Emerging gene-editing technologies such as Clustered Regularly Interspaced Short Palindromic Repeats (CRISPR) offer the potential for permanent gene correction, but they remain in early development stages and face their own ethical and technical hurdles. For now, ASOs remain the most advanced and customizable genetic therapy platform, especially for monogenic forms of ALS.

However, the clinical landscape of ALS is dominated by sporadic ALS, which accounts for approximately 90-95% of cases. These cases often involve multiple, low-effect mutations or epigenetic factors, making them unsuitable for single-gene-targeted therapies. Future ASO development must evolve toward multi-targeted or combinatory approaches, supported by biomarker-guided precision trials to identify patients who may benefit from individualized treatment regimens.

In complex cases, combining ASOs with other therapeutic agents, such as neuroprotective drugs, anti-inflammatory agents, or RNA-targeting molecules, may enhance efficacy. Additionally, earlier diagnostic tools and faster genetic profiling could help initiate treatment at a stage when motor neurons are still salvageable.
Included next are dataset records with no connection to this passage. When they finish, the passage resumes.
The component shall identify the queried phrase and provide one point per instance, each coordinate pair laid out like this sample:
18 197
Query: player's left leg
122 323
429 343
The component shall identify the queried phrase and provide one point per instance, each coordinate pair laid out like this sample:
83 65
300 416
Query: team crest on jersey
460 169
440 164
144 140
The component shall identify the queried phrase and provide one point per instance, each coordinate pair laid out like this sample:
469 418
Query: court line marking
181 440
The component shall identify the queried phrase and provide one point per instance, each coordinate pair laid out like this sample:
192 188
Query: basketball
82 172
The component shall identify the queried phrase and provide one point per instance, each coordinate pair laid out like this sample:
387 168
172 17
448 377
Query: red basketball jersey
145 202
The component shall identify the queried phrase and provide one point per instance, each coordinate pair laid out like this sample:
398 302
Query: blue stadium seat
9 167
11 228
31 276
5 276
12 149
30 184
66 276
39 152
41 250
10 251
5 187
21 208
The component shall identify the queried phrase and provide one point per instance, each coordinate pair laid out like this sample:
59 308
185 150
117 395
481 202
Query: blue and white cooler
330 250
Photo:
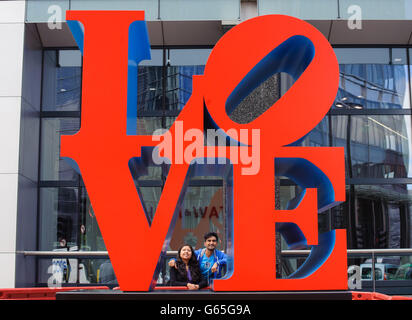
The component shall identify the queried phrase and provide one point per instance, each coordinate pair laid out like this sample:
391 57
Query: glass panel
147 125
149 6
67 221
317 9
62 75
52 166
199 10
181 66
328 10
319 136
202 211
372 79
382 216
379 146
43 10
378 9
56 272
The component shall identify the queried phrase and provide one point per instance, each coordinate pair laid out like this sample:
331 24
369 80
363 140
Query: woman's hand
192 286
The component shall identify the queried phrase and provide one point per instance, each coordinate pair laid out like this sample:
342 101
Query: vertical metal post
373 272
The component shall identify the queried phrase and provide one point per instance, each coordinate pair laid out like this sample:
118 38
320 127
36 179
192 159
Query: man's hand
172 263
214 267
192 286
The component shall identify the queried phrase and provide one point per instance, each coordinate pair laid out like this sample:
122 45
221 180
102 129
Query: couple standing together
195 269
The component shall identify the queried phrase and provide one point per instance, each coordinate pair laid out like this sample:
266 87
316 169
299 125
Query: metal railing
285 253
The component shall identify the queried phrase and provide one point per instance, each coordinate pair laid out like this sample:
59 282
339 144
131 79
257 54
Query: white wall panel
11 62
12 11
12 16
9 134
8 217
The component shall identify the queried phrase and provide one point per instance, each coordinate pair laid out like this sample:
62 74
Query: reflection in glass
67 221
378 146
376 82
53 167
62 77
382 215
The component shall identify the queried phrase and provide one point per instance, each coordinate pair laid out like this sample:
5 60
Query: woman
187 272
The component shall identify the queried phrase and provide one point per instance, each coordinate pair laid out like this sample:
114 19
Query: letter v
102 150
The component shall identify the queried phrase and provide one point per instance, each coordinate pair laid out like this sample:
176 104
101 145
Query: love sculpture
113 44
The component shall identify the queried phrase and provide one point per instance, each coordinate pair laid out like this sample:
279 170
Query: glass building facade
370 118
46 210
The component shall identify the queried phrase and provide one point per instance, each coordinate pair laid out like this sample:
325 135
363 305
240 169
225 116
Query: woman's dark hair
193 265
211 234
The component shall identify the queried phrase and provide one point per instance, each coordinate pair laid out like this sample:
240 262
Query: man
210 259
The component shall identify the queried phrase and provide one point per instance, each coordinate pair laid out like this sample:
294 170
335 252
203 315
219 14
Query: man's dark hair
211 234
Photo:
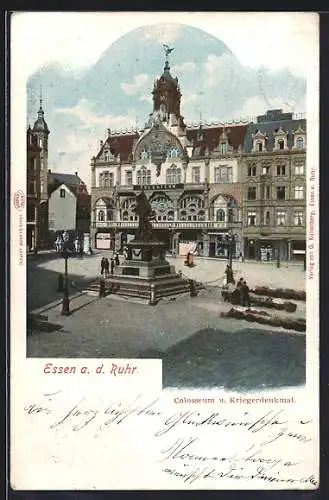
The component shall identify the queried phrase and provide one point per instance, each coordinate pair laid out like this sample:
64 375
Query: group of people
107 265
240 295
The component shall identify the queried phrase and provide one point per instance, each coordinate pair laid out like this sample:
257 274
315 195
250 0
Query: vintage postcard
164 251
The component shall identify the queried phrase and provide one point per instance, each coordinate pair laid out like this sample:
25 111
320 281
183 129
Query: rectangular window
251 193
281 218
251 218
299 218
280 170
223 148
108 179
129 178
281 192
223 174
267 218
299 192
299 167
196 174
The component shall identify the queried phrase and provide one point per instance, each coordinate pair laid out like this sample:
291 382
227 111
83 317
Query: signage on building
157 187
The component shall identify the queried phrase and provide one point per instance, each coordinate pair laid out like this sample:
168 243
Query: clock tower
166 95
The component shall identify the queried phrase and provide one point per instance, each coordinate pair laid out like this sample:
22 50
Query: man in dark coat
106 266
102 265
245 294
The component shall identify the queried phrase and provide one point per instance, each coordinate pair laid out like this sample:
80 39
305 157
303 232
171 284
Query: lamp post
230 240
66 301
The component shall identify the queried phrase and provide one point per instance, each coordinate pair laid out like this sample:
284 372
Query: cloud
83 111
214 67
146 98
186 67
140 82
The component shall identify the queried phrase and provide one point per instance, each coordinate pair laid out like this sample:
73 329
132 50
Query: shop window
251 193
298 218
251 218
281 218
281 193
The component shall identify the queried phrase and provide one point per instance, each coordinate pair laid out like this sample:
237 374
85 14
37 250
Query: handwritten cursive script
182 437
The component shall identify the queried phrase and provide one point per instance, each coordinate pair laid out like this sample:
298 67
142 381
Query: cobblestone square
196 345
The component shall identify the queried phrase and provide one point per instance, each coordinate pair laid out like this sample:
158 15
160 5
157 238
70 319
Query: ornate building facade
37 189
274 193
190 175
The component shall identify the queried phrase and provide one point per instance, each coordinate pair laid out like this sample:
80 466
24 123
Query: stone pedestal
146 274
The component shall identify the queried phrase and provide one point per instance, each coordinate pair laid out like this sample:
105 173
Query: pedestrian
229 275
245 294
106 266
102 265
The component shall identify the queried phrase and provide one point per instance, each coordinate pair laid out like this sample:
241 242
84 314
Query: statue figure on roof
167 49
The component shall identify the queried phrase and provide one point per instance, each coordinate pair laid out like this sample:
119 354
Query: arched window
223 148
281 143
144 176
173 175
299 142
192 207
220 215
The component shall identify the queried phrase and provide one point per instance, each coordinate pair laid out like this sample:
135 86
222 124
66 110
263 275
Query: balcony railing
170 225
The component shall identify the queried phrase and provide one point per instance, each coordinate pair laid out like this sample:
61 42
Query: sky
277 39
281 42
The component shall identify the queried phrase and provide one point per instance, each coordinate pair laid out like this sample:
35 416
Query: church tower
166 95
41 131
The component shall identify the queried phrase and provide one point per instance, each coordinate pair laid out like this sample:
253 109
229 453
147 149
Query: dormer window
259 142
299 138
173 153
280 140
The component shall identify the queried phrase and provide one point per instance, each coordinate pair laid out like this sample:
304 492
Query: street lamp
66 301
230 240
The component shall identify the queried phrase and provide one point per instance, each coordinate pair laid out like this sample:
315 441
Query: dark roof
70 180
120 144
32 142
211 136
269 128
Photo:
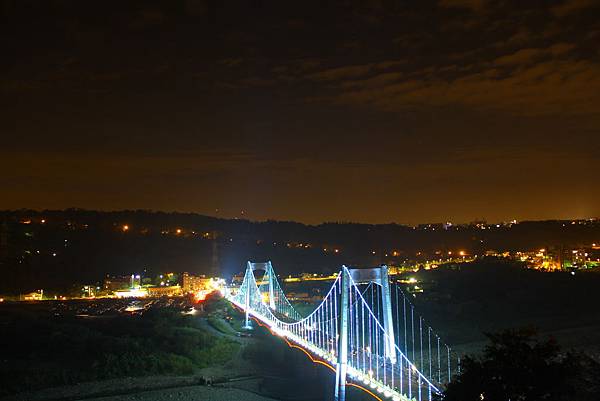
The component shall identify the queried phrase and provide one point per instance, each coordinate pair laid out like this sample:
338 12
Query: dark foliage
518 366
40 351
Importantly, failed ASO trials should not be viewed as setbacks but as stepping stones that enrich our understanding of ALS pathophysiology and therapeutic thresholds. Even when clinical benefits were not observed, these trials helped refine delivery methods, improve safety monitoring, and identify biomarkers for future study. Each iteration brings the field closer to gene-specific, effective interventions that can meaningfully alter disease progression.

Conclusions

This umbrella review concludes that while antisense oligonucleotides (ASOs), particularly Tofersen, represent a significant advancement in the treatment of genetically defined ALS, their clinical utility remains limited by current diagnostic, delivery, and genetic targeting constraints. Of the six prominent ASO therapies reviewed, only one has received FDA approval. Three others were discontinued due to a lack of clinical benefit, highlighting the high attrition rate in ASO development. These setbacks, however, underscore the need for continued research into more effective delivery mechanisms, earlier diagnostics, and more adaptive trial designs. While the development of ASOs for ALS has not been linear or easy, it has steadily advanced through iterative learning, trial refinement, and enhanced biological understanding.

With sustained investment in translational research, patient stratification, and precision medicine, ASOs hold the potential to expand beyond a niche application for familial ALS. They may eventually become a versatile therapeutic option for a broader population, including those with sporadic ALS and other neurodegenerative diseases. In summary, the future of ASO therapy for ALS lies not only in improving individual drugs but in building a comprehensive, multi-faceted treatment framework grounded in genetic precision, timely intervention, and clinical adaptability. Expanding research in this area is both necessary and promising.